Elliot Weiss: Building up Shared Control and Teleoperation Capabilities in Vehicles (Technische Universität Braunschweig)
This summer, I had the wonderful opportunity to conduct a research exchange in the Institut für Regelungstechnik (IfR) at the Technische Universität Braunschweig. I have been collaborating remotely with this group at TU Braunschweig for more than three years, and this summer I was able to spend three months working together in person. My PhD work at Stanford involves developing advanced driver assistance systems (ADAS) and testing these systems on a special prototyping platform that combines virtual reality with a full-sized vehicle. At TU Braunschweig this summer, I got to implement the ADAS I had been working on here in California and a system for remote vehicle operation on their equivalent prototyping platform.

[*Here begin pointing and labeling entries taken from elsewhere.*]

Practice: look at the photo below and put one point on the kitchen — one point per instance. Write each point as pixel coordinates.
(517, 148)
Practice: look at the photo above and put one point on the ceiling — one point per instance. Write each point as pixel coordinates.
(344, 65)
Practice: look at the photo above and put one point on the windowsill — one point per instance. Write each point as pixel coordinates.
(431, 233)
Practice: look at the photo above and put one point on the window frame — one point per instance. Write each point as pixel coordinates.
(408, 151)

Shared Control Implementation
I have been working at Stanford on shared control ADAS, which are assistance systems that blend control with drivers to provide support in dangerous situations while keeping drivers in the control loop. In particular, I have been interested in how shared control systems may be useful in scenarios where multiple maneuvers are possible (eg follow or pass a slower moving vehicle), and therefore the system needs to share both decision making and control with the driver. I have so far tested this system on a research vehicle at Stanford, but this summer I had the opportunity to do so on one of the vehicles in the IfR at TU Braunschweig with support from my German labmate Markus Steimle. This test vehicle, like the one I use at Stanford, is a Human&Vehicle-in-the-Loop (Hu&ViL) platform, meaning it immerses a driver in a virtual driving environment with a VR headset to safely simulate other road users while driving on a closed test track.
Implementing the shared decision making and control system required collaboration with many students, faculty, and staff in the IfR and opened up new research directions as a result. Some of these areas include safety concepts for testing shared control architectures, the relationship between human-machine interaction in shared control and more formal notions of controllability in automotive safety, and the design of haptic feedback systems to give different drivers comfortable steering support. Near the end of the summer, 17 lab members and collaborators from nearby Volkswagen were able to drive with the system, giving me invaluable feedback and insights that I will take back to my research at Stanford. This project taught me a lot about adapting previously designed systems to a new hardware platform and broadened my research horizons beyond the topic areas I was focused on going into the summer.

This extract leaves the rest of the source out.